Right now in our church, we’re experiencing a drop in our giving that is putting us in a tight spot financially.  I’ll share some more details on Sunday, but the bottom line is that we need people to give.  I don’t have access to any information about who gives or how much they give (another common misunderstanding: I don’t know what you give and I don’t want to).  But let me tell you what I suspect:  I suspect that we don’t need the regular givers to give more (although of course that would help), but that we need the non-givers to start giving.

We are a church that is getting younger.  A generation of faithful givers is passing away and moving away, and being replaced by people who have either never been taught about this important aspect of worship, or who have resisted surrendering to God in this area of their lives.  This has the double effect of hindering the ministry of the church and hindering their own journey of discipleship.  In order for God’s church—and God’s people—to grow, a new generation has to learn to trust Him with their finances.  A new generation has to learn that worship has more to do with obedience and sacrifice than emotion.
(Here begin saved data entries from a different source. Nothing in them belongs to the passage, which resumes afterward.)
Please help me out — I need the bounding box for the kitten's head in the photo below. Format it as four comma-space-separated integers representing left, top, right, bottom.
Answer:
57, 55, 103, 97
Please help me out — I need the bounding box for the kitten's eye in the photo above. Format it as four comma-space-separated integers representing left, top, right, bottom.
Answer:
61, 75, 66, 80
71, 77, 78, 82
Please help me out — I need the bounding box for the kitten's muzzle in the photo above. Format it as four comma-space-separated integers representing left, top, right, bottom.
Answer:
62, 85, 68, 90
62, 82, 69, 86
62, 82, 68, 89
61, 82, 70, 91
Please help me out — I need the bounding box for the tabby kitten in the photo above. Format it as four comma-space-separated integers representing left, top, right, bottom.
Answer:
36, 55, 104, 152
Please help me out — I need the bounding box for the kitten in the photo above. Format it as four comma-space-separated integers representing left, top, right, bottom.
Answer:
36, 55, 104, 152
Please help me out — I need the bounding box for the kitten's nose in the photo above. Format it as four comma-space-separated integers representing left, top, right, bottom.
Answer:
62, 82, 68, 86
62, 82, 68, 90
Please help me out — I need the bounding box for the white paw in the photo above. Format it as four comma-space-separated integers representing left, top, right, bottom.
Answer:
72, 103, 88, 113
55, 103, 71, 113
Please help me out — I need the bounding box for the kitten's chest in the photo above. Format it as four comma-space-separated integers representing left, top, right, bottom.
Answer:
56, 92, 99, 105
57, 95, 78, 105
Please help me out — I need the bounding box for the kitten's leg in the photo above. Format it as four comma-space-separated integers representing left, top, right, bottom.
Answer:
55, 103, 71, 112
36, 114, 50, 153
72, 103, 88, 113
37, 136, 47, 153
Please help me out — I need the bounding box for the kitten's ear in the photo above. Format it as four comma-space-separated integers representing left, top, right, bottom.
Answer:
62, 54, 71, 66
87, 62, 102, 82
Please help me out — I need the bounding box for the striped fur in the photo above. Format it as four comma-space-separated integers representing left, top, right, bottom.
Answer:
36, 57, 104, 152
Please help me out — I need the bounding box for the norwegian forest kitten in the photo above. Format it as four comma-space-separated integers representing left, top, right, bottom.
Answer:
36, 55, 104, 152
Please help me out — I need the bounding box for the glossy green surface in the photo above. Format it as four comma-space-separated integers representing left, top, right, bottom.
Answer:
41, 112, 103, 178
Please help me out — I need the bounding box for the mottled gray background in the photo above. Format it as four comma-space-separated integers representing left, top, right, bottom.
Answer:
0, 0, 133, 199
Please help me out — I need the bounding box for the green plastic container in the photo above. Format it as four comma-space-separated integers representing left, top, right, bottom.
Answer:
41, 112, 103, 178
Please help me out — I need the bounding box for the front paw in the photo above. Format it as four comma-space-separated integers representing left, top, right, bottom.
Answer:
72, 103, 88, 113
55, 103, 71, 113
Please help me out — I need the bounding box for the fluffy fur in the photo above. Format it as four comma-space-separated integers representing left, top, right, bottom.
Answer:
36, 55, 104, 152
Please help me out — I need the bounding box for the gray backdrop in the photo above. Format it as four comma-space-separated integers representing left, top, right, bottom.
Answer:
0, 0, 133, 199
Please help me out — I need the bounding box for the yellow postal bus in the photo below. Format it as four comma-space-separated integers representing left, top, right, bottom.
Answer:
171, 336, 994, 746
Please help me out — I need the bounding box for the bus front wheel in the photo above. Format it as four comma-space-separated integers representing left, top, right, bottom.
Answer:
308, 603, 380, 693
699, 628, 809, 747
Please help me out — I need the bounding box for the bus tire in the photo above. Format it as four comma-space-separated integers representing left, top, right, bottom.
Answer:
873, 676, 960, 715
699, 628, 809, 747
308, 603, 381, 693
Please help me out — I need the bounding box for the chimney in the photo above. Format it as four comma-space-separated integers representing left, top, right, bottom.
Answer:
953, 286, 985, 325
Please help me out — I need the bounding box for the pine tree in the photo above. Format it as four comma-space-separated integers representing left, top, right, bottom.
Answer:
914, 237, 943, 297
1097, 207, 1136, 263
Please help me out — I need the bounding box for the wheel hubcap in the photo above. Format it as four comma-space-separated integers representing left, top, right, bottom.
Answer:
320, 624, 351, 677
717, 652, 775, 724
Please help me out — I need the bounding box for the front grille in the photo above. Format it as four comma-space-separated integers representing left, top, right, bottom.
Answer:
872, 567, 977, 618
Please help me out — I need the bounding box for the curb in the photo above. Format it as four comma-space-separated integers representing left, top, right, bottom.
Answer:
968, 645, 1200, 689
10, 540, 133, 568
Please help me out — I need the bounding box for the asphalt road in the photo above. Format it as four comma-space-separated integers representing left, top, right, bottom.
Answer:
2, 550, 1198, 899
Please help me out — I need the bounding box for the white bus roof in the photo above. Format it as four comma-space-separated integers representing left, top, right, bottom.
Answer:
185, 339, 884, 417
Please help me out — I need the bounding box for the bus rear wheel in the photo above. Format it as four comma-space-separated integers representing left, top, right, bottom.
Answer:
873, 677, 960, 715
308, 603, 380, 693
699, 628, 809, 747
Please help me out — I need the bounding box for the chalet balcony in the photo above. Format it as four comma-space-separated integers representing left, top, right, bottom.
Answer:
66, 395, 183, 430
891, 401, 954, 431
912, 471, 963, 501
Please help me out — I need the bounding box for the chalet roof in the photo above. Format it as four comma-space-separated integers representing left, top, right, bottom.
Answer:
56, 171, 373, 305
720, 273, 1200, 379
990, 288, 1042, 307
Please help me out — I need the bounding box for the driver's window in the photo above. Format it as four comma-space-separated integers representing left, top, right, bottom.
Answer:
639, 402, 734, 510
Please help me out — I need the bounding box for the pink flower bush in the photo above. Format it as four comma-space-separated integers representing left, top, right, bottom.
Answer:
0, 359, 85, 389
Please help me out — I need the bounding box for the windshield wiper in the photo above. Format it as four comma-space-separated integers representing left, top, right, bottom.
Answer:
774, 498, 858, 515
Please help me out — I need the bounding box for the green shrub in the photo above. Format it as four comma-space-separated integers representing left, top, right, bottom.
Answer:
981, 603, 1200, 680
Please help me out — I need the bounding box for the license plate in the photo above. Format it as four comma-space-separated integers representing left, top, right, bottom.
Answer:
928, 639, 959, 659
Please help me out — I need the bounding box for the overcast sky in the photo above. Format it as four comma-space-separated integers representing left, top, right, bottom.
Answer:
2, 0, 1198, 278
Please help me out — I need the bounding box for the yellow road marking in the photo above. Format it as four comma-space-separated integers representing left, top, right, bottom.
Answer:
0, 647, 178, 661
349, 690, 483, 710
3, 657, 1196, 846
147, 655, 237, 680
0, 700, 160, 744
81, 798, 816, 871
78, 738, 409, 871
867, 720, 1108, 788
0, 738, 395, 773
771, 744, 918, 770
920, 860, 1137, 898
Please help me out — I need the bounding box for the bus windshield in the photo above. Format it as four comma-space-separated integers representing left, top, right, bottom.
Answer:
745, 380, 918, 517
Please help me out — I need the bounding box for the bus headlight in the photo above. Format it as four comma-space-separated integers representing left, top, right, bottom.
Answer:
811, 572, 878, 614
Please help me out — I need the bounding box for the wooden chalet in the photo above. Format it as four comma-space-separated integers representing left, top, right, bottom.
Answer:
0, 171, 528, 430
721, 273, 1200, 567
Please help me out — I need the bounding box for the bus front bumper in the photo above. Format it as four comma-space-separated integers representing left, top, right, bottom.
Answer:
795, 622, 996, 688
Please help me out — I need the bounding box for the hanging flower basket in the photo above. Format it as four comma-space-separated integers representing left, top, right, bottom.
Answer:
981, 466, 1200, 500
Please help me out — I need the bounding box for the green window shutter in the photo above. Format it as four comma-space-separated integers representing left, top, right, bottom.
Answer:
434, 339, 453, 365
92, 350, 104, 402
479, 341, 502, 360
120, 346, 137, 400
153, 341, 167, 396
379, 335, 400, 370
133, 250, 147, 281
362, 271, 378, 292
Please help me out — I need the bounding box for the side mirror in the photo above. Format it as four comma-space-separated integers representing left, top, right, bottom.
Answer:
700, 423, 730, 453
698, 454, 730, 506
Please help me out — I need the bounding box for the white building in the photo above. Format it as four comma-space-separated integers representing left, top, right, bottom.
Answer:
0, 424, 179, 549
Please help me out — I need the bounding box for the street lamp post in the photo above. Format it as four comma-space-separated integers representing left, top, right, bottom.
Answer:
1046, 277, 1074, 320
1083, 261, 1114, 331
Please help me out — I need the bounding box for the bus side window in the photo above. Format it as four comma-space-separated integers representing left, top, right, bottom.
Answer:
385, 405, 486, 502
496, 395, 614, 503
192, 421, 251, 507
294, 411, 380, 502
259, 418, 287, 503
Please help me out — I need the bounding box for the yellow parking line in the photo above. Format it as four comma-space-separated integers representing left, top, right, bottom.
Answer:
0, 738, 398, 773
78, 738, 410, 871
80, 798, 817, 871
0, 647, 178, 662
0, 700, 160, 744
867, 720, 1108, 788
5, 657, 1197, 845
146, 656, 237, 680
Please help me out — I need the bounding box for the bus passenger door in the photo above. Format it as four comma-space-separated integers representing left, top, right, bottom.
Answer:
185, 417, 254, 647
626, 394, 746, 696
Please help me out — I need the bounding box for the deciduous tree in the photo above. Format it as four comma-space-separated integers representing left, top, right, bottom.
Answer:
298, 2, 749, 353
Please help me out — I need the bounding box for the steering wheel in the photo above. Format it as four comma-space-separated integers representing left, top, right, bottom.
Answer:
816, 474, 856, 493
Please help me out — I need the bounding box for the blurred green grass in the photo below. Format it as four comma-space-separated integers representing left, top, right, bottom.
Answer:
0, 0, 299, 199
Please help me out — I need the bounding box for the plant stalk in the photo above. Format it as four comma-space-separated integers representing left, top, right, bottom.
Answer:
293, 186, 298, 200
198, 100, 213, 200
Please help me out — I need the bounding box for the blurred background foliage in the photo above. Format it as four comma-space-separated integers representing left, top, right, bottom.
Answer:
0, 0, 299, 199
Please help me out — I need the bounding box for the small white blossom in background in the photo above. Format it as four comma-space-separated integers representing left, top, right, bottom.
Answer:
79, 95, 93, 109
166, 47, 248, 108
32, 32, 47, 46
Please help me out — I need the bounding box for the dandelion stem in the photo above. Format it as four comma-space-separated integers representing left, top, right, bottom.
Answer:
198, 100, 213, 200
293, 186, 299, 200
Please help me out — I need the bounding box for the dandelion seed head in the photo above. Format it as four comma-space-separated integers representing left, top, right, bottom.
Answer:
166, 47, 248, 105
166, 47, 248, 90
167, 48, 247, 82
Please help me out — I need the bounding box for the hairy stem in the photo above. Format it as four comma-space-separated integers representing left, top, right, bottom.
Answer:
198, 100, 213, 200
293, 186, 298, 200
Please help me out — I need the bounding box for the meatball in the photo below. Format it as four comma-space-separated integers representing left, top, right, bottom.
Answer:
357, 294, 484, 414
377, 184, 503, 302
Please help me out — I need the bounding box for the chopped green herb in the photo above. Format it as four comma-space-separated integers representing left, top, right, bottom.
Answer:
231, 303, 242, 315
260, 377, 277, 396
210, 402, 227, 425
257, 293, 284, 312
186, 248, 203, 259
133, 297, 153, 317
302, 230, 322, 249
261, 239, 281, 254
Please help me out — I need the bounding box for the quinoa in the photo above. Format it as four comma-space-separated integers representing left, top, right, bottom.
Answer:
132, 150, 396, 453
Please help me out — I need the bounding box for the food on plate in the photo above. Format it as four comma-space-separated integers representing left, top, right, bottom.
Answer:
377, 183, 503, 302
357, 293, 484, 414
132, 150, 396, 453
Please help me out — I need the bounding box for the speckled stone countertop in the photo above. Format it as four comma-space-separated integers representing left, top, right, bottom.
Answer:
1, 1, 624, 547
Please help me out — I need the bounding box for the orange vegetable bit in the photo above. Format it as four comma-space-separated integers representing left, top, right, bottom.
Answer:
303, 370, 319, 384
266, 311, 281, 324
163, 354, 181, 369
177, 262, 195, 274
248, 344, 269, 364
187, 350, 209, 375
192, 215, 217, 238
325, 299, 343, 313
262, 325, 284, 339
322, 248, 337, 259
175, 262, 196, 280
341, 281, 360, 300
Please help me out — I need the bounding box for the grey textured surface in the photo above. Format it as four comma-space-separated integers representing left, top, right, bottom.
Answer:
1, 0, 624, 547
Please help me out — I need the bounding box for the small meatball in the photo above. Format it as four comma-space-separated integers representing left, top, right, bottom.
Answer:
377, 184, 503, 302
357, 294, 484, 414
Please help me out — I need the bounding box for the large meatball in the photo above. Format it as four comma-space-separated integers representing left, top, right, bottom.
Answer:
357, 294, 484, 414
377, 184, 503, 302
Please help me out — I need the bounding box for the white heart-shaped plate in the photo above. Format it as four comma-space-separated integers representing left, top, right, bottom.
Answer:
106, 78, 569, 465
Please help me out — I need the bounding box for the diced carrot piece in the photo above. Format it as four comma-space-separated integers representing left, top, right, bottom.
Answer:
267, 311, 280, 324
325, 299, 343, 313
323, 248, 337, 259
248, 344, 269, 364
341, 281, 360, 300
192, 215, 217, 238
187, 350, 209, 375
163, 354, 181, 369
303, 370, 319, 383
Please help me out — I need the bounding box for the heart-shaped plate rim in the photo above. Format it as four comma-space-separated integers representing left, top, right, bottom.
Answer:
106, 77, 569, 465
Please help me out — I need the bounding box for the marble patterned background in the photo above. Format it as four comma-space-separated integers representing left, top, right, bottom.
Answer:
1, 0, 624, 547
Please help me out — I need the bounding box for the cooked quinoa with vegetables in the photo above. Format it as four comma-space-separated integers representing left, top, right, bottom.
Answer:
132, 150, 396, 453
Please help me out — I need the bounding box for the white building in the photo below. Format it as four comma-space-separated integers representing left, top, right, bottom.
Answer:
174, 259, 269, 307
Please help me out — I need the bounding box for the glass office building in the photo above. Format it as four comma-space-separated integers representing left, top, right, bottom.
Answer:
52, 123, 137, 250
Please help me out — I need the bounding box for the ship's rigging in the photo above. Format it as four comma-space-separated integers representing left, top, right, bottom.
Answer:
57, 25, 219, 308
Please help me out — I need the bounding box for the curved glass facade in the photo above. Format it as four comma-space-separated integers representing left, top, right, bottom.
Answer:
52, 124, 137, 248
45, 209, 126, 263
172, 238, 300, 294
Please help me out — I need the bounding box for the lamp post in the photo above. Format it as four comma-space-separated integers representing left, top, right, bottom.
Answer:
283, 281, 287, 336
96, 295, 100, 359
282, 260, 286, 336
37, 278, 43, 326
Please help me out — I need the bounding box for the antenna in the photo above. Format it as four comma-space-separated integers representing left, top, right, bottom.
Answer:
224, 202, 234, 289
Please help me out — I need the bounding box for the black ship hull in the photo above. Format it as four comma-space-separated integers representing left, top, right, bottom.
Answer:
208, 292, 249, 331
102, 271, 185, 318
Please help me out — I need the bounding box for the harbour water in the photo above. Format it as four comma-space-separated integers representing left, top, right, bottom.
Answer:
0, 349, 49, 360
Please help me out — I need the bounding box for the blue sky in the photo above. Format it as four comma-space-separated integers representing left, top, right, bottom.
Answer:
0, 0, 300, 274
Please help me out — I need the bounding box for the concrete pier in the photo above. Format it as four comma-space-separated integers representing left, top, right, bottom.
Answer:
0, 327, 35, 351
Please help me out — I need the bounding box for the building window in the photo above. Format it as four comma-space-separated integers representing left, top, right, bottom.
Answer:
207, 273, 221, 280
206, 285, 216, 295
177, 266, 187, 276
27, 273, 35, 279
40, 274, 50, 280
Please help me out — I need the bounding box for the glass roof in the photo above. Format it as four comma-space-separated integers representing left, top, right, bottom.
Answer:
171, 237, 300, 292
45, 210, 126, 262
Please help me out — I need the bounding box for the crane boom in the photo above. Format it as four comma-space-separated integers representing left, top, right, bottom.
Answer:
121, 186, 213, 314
Have you surrendered your finances to God?  Have you prayed about what He would have you give?  If you regularly benefit from the ministry of the church, are you regularly supporting it?  And most of all, do you understand that your giving isn’t just a duty (although I would say it is), but that it’s worship?  Have you discovered the joy of expressing love to God through sacrifice?  If not, how do you know you won’t discover that you love it?  How do you know God won’t provide, and even bless, if you trust Him in this area?  And how will you be sure money hasn’t become an idol for you unless you’re willing to give it away?